All these are familiar from Vidal's writings but Kaplan's more objective account is great to read. So are stories of the time at school (where Kaplan correctly devotes considerable chunks to the time Vidal spend honing his debating skills - something which contributed to his later genius as an essayist and skill as a television pundit). He was surprisingly straight as a younger man - had a full on and apparently satisfactory relationship with a girl called Rosalind (surely the basis for "Kit" in A Season of Comfort), then later on with Anais Nin before making the switch full time. After the war he was part of what was a pink mafia - running around Europe going cruising with other gay writers like Tennessee Williams and Isherwood, feuding with Truman Capote, etc (William Goldman is right - talent tends to cluster - sometimes the clustering can get really specific, e.g. Vidal went to bed with Jack Kerouac). Had enough cash to live this really nice lifestyle until declining sales of his novels forced him to look elsewhere to make money - an early attempt to write paperbacks didn't hit paydirt, but a move into television did. Then it was Broadway and movies, all of which Gore made a success at, then politics, at which he nearly made a success at, then back to novels, with a string of best sellers. No wonder he was confident and cocky.

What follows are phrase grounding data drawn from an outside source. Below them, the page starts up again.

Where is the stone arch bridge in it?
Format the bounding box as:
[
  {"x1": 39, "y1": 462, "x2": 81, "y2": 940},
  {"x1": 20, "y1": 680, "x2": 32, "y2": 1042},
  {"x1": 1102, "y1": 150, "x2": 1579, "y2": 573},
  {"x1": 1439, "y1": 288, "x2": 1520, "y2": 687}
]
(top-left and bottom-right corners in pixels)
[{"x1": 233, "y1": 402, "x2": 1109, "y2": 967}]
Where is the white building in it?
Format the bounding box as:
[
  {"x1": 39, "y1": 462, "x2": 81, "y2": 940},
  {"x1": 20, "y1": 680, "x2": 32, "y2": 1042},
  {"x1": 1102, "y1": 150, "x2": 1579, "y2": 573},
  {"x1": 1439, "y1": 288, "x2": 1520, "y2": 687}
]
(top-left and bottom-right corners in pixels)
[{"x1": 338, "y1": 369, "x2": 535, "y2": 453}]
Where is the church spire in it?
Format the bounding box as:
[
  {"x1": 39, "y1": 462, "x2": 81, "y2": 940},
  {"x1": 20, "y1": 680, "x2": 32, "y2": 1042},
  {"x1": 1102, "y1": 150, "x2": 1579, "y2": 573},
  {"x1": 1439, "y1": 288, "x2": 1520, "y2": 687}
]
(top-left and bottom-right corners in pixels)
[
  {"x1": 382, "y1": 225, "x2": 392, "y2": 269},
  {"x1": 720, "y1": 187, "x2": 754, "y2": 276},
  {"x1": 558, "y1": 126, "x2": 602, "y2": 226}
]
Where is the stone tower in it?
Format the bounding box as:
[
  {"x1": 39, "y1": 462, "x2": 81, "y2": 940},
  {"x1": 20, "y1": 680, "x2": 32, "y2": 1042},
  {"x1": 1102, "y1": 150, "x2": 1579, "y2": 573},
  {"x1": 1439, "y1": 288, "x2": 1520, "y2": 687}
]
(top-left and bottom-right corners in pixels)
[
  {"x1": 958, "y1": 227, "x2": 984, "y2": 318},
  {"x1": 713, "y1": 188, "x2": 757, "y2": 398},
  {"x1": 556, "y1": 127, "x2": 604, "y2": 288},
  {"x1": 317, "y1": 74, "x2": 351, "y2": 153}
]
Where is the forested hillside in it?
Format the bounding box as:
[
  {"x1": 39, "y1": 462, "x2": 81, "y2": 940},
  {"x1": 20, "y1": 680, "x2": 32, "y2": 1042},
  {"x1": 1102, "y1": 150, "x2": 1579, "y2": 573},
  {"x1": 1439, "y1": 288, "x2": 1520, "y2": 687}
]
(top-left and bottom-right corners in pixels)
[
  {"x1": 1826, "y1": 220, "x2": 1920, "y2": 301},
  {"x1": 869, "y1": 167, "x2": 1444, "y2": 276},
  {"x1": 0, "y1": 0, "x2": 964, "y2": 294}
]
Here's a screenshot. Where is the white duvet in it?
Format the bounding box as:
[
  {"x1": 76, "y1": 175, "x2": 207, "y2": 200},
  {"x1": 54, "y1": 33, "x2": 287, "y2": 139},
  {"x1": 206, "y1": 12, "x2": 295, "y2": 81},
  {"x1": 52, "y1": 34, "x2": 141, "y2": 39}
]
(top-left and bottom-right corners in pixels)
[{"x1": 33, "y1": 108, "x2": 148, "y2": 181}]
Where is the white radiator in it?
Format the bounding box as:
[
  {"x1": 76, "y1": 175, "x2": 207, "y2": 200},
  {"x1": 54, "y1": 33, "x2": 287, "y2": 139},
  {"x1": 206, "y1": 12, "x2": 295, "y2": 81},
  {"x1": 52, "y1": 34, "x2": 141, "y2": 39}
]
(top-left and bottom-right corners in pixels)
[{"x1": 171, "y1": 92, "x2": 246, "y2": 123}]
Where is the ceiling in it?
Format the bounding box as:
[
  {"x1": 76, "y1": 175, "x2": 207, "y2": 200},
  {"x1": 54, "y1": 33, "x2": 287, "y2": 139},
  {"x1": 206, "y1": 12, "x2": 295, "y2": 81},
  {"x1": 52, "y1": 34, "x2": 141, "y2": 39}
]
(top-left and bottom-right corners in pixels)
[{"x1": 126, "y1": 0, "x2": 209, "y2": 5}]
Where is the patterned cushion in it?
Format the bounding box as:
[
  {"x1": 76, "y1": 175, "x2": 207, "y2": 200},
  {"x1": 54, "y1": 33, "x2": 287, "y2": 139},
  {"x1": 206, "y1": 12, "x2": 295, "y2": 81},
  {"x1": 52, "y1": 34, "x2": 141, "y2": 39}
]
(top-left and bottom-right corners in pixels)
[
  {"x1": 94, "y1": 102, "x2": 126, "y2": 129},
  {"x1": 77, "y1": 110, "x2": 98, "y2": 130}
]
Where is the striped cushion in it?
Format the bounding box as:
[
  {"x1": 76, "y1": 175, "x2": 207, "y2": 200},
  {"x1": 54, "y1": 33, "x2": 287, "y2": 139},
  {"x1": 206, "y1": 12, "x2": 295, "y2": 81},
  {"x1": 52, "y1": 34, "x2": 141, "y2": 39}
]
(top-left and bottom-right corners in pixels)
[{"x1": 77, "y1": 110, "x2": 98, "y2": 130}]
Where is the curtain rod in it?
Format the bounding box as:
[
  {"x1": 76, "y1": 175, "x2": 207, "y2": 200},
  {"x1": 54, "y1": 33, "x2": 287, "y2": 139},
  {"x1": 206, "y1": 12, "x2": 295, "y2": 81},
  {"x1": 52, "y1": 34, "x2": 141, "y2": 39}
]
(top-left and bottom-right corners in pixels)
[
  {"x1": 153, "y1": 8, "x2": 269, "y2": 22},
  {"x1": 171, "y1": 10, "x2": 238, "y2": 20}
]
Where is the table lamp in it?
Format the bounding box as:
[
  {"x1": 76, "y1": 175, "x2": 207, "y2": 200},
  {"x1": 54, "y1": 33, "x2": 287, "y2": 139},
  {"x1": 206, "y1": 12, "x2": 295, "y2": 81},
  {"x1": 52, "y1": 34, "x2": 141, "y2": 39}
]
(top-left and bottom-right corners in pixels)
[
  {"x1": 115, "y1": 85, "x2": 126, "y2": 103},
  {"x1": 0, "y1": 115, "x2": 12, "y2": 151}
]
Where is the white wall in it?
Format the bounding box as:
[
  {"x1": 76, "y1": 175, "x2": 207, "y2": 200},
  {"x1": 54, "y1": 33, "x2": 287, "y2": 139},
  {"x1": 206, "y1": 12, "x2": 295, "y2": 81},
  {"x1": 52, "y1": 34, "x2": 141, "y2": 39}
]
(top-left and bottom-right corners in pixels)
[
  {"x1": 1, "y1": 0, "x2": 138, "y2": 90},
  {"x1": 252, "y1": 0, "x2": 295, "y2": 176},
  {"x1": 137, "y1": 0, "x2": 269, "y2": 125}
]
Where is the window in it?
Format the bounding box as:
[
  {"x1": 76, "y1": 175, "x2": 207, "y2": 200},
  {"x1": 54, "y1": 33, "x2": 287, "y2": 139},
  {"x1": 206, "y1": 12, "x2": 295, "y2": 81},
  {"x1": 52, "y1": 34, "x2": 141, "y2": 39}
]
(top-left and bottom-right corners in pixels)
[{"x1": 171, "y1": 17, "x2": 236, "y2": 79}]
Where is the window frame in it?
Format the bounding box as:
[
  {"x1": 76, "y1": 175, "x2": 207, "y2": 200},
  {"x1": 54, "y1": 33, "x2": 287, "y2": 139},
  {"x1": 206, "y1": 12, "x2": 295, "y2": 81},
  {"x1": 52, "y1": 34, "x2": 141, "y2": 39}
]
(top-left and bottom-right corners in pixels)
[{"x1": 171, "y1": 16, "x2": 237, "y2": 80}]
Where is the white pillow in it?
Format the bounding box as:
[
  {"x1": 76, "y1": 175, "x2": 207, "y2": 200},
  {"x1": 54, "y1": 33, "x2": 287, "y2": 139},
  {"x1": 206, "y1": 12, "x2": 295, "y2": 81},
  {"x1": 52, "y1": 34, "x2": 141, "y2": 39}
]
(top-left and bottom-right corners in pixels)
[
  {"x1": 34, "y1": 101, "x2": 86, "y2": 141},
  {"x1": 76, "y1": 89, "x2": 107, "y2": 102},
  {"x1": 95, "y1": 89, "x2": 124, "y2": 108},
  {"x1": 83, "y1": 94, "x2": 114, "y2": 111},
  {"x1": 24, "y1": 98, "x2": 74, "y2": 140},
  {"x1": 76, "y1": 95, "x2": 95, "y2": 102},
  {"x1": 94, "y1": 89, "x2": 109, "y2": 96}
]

The book becomes less interesting once Vidal gets his life in order. I would have liked more on his post 60s adventures in the screen trade, eg Caligula instead of all the pages devoted to his feuds with Buckley and Mailer - in the scheme of things surely they weren't that important. The book ends in the 1990s, before Vidal had what is maybe his final (?) chapter as a public figure: involvement with Tim McVeigh, opponent of Bush and the post Sept 2001 world. Not Kaplan's fault but you feel the book needs another edition.